By Ross Wilson with support from the International Fund For Ireland (IFI)
For the 40th anniversary, a painted shopfront and plaques to the victims of the McGurk’s Bar Bombing were added last December (2011) to the Celtic Cross and plaque already at the site. The text on the info board to the right is ad follows: “At 8.48 pm on Saturday 4th December 1971, a no-warning bomb, planted by British terrorists, exploded on the doorstep of family-run McGurk’s Bar. Fifteen innocent men, women and children perished. Those who were not crushed or slowly asphyxiated by masonry where [sic] horrifically burned to death when shattered gas mains burst into flames beneath the rubble. Nearly the same again were dragged from the debris alive. In the aftermath of the atrocity, the British and Unionist Governments, RUC police force and British military disseminated disinformation that the bomb was in-transit and that the innocent civilians were guilty by association, if not complicit in this act of terrorism. This is despite a mountain of forensic evidence and a witness who saw the bomb being planted and lit before watching the British terrorists escape into the night. From the moment the bomb exploded, and for 40 years since, the families and friends of those murdered have campaigned constitutionally and with great dignity to clear the names of their loved ones. It is a Campaign for Truth that continues to this day. Join us at www.themcgurksbar.com.”
The nameplate on the lower corner of Northland Street now reads “Thiepval Street” and the Thiepval board above adorns the end wall (replacing an earlier mural to UVF A Company 5th platoon; the stone shown below, although not present in 2006, perhaps belongs to the era of the previous mural). On the other side of Conway Street is/was North Howard Walk where a plate now reads “Passchendaele Court“. It’s not clear whether the names have been changed officially or not. The names are unofficial (as of November 15th, 2012). In the New Lodge earlier this year (April-May, 2012), Fishers Court became McGurk’s Way (U.tv | BBC-NI).

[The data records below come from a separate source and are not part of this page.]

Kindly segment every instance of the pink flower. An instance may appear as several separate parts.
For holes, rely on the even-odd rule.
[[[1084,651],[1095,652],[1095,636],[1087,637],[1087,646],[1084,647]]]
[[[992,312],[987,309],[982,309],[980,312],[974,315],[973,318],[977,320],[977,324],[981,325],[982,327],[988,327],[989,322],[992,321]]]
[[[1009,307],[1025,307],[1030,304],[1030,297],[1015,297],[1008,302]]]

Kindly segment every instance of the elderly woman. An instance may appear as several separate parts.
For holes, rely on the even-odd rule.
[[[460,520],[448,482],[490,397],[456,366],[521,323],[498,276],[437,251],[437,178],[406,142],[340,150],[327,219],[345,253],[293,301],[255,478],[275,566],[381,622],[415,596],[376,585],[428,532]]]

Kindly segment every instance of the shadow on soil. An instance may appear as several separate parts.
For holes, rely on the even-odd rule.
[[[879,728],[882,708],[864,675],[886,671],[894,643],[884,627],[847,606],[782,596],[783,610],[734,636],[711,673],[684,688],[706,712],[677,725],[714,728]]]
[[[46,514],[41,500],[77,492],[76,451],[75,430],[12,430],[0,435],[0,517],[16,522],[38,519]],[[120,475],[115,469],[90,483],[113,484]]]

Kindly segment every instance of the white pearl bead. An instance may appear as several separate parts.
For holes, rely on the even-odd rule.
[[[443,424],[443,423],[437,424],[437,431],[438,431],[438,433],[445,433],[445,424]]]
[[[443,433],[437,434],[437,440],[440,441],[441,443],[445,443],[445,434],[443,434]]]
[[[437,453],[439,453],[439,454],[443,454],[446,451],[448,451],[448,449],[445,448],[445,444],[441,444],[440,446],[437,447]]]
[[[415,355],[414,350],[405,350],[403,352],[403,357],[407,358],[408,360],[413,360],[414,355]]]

The UVF memorial garden in Mount Vernon gets a new wall, with poppy crosses on either side of the gate (see the previous wall). On the mural, the battles that the 36th (Ulster) Division took part in are listed on either side of the silhouetted soldier: Ypres, Fricourt, Cambrai, Thiepval, Messines, Beaucourt, Somme, Albert, Flanders, St Quentin, Bailleul, Courtrai. Although the mural is in Mount Vernon, the scroll at the top says “Tiger’s Bay”. The memorial stone is to the “3rd battalion, north Belfast”. A plaque would later replace the poppy cross to the left of the gate.